The risk window between rollout and a user's next SSO login is bounded by their session lifetime. Document this and roll out during a low-activity window.
Testing¶
Five test files cover the layer:
| File | Coverage |
|---|---|
test_role_sync_service.py |
All four IdP claim shapes; three failure cases; manual grant preservation; diff semantics; default-role fallback |
test_feature_service.py |
Two-axis truth table; fail-closed for unknown/deprecated/unauthenticated; invariant: no audit log entries from checks |
test_rbac_decorators.py |
@roles_required, @roles_required_all, @feature_required; HTMX vs non-HTMX; permission denied audit |
test_admin_boundary.py |
Institution admin cannot flip is_available; superuser can; add/delete are superuser-only |
test_sso_provider.py |
Existing SSO model tests, updated for the new structured claim_* columns |
Run them with docker exec campuscore_web pytest apps/auth/tests/.
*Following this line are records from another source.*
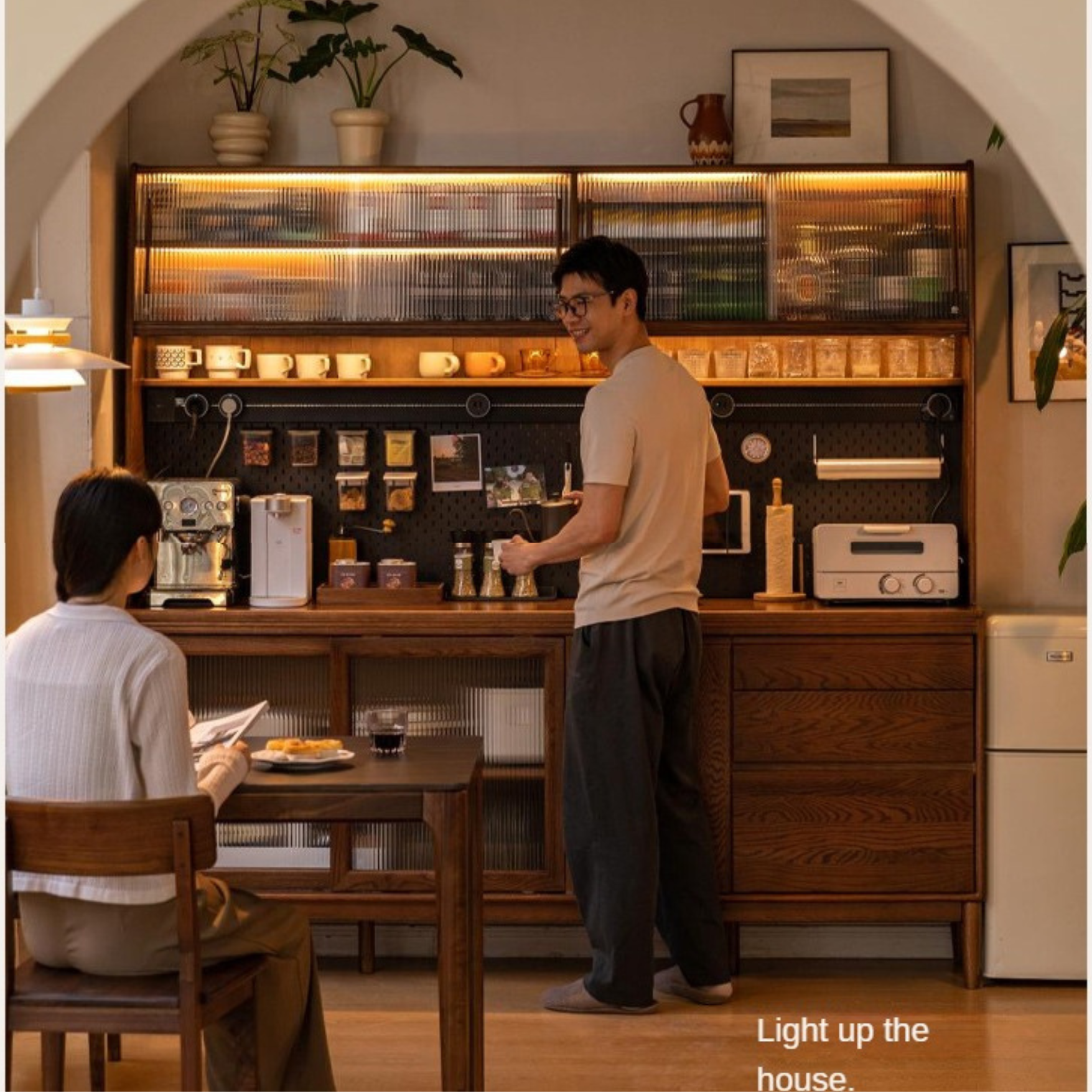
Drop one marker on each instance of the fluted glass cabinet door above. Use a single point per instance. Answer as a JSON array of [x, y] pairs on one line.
[[509, 694]]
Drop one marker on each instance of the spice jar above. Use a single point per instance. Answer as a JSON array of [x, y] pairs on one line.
[[401, 490], [352, 492], [352, 447], [304, 447], [257, 447], [462, 584]]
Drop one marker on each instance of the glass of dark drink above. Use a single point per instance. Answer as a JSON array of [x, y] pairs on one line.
[[387, 729]]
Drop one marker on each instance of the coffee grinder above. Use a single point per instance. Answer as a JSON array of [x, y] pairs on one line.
[[198, 544]]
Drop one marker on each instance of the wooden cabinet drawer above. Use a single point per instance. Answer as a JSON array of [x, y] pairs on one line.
[[854, 664], [838, 831], [853, 726]]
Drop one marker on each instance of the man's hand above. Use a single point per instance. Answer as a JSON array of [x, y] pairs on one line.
[[518, 556]]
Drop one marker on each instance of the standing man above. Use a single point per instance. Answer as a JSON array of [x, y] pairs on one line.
[[636, 831]]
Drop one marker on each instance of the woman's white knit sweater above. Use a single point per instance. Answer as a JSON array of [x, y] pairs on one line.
[[96, 709]]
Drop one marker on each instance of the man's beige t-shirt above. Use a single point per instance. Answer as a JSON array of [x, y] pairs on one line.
[[649, 428]]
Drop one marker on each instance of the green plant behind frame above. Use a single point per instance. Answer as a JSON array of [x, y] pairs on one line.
[[347, 53], [240, 59], [1047, 371]]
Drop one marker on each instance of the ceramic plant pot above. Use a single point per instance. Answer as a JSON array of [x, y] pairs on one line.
[[360, 136], [240, 139]]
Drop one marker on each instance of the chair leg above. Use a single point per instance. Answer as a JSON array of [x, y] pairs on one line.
[[96, 1060], [192, 1060], [53, 1060]]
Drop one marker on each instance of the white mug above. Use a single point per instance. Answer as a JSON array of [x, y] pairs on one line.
[[483, 364], [312, 365], [273, 365], [176, 361], [225, 361], [437, 365], [353, 365]]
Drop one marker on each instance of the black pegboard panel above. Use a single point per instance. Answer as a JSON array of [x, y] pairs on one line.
[[541, 426]]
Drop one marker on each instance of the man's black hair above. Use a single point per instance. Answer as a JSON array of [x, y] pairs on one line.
[[612, 264]]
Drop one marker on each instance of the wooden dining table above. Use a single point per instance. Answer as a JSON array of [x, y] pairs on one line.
[[438, 781]]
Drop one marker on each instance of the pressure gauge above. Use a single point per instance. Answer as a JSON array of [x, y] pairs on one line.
[[756, 448]]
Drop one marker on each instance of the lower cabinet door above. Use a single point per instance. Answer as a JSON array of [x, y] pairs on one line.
[[853, 831]]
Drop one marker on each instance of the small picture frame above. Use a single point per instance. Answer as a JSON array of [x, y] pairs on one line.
[[1044, 279], [511, 486], [457, 462], [811, 105]]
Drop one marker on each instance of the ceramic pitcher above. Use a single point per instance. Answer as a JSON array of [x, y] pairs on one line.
[[710, 137]]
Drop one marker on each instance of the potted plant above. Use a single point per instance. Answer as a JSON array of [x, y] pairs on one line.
[[360, 128], [240, 138]]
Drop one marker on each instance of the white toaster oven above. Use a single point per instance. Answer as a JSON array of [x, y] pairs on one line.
[[900, 562]]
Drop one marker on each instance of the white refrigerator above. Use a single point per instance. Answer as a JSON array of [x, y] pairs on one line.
[[1037, 670]]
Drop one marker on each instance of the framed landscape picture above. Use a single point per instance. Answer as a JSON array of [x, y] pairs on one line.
[[811, 106], [1044, 279]]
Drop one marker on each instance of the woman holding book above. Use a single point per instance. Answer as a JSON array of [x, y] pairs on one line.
[[98, 710]]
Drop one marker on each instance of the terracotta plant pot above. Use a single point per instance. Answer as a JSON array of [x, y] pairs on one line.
[[240, 139], [360, 136]]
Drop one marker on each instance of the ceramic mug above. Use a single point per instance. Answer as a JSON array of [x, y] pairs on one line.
[[223, 362], [273, 365], [437, 365], [353, 365], [312, 365], [536, 360], [483, 365], [174, 362]]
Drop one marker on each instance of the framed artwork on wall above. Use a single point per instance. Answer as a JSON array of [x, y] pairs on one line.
[[811, 105], [1044, 279]]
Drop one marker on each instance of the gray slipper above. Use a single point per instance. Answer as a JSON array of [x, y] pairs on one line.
[[672, 981], [575, 998]]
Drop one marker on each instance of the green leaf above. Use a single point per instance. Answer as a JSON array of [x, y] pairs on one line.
[[419, 44], [1047, 361], [330, 12], [1076, 538]]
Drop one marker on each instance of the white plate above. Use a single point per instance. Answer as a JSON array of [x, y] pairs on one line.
[[283, 762]]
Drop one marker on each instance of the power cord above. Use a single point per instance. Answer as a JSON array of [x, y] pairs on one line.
[[231, 406]]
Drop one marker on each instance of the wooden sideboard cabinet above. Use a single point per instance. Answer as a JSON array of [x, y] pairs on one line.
[[841, 755]]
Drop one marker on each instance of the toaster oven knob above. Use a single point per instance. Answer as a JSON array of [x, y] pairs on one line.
[[890, 584]]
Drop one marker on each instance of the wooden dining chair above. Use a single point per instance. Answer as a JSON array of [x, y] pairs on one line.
[[140, 838]]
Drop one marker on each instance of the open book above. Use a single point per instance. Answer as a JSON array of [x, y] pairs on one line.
[[224, 730]]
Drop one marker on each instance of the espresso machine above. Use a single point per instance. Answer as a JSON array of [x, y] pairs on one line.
[[281, 551], [198, 544]]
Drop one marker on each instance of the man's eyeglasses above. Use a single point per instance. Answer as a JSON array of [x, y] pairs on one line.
[[577, 306]]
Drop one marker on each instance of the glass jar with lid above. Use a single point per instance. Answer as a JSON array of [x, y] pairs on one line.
[[462, 584]]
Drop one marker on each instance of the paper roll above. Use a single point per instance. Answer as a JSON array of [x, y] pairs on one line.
[[779, 549]]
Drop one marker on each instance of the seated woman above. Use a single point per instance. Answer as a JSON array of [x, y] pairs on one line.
[[98, 710]]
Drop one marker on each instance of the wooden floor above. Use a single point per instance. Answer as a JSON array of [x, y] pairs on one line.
[[383, 1034]]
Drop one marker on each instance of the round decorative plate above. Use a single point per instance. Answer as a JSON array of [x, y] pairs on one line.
[[756, 448]]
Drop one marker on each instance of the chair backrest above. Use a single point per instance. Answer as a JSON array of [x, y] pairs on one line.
[[131, 838]]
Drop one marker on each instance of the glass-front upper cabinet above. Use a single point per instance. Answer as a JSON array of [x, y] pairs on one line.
[[824, 245], [415, 251], [278, 247]]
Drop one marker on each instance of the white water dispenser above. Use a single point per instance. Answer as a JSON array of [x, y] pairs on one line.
[[281, 551]]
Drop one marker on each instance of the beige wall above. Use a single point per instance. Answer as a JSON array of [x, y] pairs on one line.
[[578, 83]]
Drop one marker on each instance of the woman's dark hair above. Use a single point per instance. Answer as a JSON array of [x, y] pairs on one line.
[[609, 263], [100, 516]]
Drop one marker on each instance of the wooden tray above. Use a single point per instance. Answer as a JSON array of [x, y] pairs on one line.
[[327, 597]]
What's deliberately out of scope (v1)¶
- SCIM auto-deprovisioning. "User logs in to lose their role" is good enough until v2.
- Percentage rollouts on feature flags. Add later if needed.
- Negative permissions (
denied_role_slugs). Add as a JSON key onKnowledgeFolder.permissionslater. - Hierarchical roles. Flat list is simpler and sufficient.
- Removing the legacy
UserProfile.rolestring field. Kept for back-compat, drop in a future release.